Em Franca, busca por descontos no aluguel tem crescido em razão das dificuldades vividas pela covid-19
Mudar para uma quitinete não estava nos planos do designer de moda José Nelson para 2020.
Com a pandemia, ele e os amigos com quem divide um grande apartamento no bairro do Bom Retiro, em São Paulo, não conseguiram mais dar conta do aluguel de R$ 2.700.
A produtora cultural, Mônica Rodrigues, uma das colegas de Nelson, até tentou negociar com a imobiliária. “Pedimos um desconto de 50% e essa diferença nos pagaríamos em parcelas, depois da quarentena. Mas o proprietário não fez nem uma contraproposta”, afirma ela, que decidiu voltar, em junho, para sua cidade natal, o Recife.

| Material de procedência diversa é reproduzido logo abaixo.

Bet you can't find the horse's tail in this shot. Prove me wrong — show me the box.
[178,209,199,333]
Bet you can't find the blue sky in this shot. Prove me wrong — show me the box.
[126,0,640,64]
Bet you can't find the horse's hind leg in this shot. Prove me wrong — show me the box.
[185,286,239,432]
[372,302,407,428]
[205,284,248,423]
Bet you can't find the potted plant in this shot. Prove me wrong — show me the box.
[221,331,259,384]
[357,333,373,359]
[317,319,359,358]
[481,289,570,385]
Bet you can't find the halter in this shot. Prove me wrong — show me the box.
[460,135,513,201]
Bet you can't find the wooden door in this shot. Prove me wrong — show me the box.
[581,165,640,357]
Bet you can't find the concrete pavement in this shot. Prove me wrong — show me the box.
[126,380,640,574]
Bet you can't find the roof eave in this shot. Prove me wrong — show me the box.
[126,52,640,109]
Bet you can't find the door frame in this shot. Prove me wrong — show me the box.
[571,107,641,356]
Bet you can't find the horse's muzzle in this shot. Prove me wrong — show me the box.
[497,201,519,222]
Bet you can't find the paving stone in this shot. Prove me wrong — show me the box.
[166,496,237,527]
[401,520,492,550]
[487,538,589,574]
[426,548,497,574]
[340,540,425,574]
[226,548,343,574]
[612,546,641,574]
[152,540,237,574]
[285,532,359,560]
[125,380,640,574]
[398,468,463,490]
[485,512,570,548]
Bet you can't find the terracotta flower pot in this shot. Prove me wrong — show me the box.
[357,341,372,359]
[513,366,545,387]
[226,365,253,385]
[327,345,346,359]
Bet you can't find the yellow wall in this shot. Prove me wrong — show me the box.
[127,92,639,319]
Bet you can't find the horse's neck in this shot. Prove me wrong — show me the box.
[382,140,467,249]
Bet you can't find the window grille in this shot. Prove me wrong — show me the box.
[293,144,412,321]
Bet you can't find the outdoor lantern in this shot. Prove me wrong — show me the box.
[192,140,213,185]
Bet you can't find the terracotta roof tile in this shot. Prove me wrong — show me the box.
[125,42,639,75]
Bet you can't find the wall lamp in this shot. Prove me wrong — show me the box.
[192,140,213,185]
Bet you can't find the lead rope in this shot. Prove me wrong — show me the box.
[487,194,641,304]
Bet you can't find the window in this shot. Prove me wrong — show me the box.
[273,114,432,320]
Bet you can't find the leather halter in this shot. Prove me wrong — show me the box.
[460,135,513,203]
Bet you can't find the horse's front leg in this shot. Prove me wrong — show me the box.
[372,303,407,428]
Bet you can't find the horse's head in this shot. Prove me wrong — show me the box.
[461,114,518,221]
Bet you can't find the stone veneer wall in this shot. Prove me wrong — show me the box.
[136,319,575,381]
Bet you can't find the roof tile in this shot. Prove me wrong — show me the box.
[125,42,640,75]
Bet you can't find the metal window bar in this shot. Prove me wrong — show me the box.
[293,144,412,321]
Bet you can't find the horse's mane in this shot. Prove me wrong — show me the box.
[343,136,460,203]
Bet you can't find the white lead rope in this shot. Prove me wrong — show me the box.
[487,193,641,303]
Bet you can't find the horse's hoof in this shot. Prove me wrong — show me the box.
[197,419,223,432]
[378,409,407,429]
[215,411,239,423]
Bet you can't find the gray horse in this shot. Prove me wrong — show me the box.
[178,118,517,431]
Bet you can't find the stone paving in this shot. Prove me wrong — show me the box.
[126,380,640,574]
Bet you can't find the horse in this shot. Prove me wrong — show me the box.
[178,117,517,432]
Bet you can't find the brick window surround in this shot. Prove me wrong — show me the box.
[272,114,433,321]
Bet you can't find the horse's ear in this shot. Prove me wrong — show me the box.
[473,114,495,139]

A recomendação da Aabic (Associação das Administradoras de Bens Imóveis e Condomínios de São Paulo) para os proprietários é aceitar algum tipo de negociação com os inquilinos, principalmente os que perderam renda durante o período de isolamento social, como Mônica, que viu seus rendimentos zerarem com a pandemia.
“Nove em cada dez proprietários estão dando de 10% a 50% de desconto e aceitando que a diferença seja paga em parcelas, posteriormente”, afirma José Roberto Graiche Júnior, presidente da Aabic.
Em Franca, situações
Mas o que fazer se o proprietário não negociar?

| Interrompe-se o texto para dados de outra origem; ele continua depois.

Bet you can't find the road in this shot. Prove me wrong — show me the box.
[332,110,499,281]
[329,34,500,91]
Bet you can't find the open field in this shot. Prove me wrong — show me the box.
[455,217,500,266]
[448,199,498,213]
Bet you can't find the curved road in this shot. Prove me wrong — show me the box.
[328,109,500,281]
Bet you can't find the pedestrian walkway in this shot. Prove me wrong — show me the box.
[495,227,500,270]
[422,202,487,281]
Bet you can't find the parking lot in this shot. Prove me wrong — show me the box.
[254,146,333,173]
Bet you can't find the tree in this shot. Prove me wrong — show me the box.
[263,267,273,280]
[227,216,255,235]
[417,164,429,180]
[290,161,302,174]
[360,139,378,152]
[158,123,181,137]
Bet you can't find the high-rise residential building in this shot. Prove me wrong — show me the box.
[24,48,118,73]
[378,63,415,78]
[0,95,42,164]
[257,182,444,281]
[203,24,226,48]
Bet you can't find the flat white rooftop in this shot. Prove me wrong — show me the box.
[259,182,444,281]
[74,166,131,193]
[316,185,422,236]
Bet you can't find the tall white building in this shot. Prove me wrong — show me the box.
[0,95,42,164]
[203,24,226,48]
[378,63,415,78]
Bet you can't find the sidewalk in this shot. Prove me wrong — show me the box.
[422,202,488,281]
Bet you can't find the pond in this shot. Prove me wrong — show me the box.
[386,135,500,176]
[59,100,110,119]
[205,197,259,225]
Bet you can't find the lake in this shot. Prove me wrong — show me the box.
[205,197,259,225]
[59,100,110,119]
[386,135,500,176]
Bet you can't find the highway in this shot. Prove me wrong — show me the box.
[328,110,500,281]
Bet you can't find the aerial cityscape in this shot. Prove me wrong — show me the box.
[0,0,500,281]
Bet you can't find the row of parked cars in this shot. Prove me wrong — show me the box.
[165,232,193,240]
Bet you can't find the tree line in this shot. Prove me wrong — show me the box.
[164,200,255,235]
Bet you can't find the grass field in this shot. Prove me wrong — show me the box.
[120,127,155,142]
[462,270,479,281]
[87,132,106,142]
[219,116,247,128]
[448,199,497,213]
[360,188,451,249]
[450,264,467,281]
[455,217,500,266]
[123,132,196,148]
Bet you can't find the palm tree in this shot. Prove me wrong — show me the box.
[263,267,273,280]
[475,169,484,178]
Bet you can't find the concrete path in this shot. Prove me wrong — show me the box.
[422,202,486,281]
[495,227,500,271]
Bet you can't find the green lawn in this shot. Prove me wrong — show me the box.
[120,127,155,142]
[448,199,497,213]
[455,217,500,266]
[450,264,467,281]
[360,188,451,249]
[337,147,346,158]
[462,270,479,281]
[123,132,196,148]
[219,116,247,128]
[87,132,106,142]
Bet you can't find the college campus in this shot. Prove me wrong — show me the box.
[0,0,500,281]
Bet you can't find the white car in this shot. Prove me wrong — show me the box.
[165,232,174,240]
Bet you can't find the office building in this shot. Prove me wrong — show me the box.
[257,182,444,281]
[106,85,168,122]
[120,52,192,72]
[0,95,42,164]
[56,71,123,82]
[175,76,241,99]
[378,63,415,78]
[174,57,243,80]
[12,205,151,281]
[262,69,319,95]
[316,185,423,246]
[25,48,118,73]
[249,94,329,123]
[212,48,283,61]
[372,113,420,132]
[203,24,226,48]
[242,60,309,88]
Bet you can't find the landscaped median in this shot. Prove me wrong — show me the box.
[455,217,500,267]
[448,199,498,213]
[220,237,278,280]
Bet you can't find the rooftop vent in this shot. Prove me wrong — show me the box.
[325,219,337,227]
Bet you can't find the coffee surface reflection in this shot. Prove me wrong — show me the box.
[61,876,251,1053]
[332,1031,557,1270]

Isso aconteceu com muita frequência em Campo Grande (MS), segundo a consultora de imóveis Yslanda Barros, que administra mais de 400 imóveis em São Paulo, Fortaleza e na capital do Mato Grosso do Sul.
“Em Campo Grande, a maioria dos aluguéis é feita com seguro fiança. E, acreditando que a quarentena não duraria mais de três meses, que é o período que a maioria dos seguros cobre, os proprietários bateram o pé”, explica ela.
Em São Paulo e Fortaleza, segundo ela, a maior parte dos aluguéis é garantida por capitalização (uma espécie de poupança) ou cheque caução, o que muda a negociação.
“O proprietário não quer ter de arcar com condomínio, impostos bem agora e, por conta do distanciamento social, está muito difícil conseguir outro inquilino rapidamente”, afirma Graiche Júnior.
Mesmo assim, no caso de não haver acordo, o inquilino deve tentar negociar a saída do imóvel sem pagar a multa.
Geralmente, ela é de três meses de aluguel. “Quando a pessoa fica impossibilitada de pagar o aluguel, o que aconselho aos proprietários que não querem reduzir o preço é aceitar a desocupação”, diz Yslanda.
Sem despejo na pandemia
O Senado Federal aprovou um projeto que proíbe as ações de despejo de inquilinos durante o período de pandemia. O texto, aprovado em sessão remota, espera, desde o dia 19, a sanção do presidente Jair Bolsonaro.
Na Justiça, a maioria das decisões liminares (de caráter provisório), concedidas desde 20 de março, estão dando ganho de causa aos inquilinos.
Mudança no mercado
Por conta da pandemia, o perfil dos imóveis para aluguel e também para venda mudou.
No setor de aluguel, quanto menor o apartamento – e consequentemente mais barato –, maior a procura, devido a um movimento de troca por economia, como aconteceu com José Nelson, citado no começo desse texto.
Na área de vendas, imóveis que tinham como atrativo a localização próxima ao trabalho e a grandes centros, agora começam a dar lugar para casas, em bairros mais afastados, segundo pesquisa da Newcore, aplicativo que aproxima potenciais compradores ao corretor autônomo de imóveis.
“Isso acontece não só em são Paulo, mas também em Porto Alegre e João Pessoa, outras praças onde atuamos”, explica Luiz Moraes, presidente da Newcore, que atua em 25 cidades e conta com cerca de 47 mil imóveis cadastrados.
Com a adoção do trabalho remoto por grande parte das empresas – e o fato de o novo sistema ter dado certo – muita gente quer continuar trabalhando de casa. E para isso, querem casas maiores.
“Nunca tivemos, por exemplo, tanta procura por casas na Riviera de São Lourenço. Muita gente quer morar na praia e trabalhar à distância”, explica Moraes.
Até mesmo quem não quer mudar de casa, está se preocupando mais em adaptar melhor seu imóvel para os novos tempos.
“Percebemos um crescimento em reformas residenciais porque, com a adoção do home office, o tempo em casa será maior e as pessoas vão querer se sentir bem dentro de seus lares”, explica Lorelay Lopes, chefe de negócios do UP Consórcios, que financia reforma em residências.
Os consórcios para serviços, que incluem as reformas, segundo ela, tiveram aumento de 42% na procura.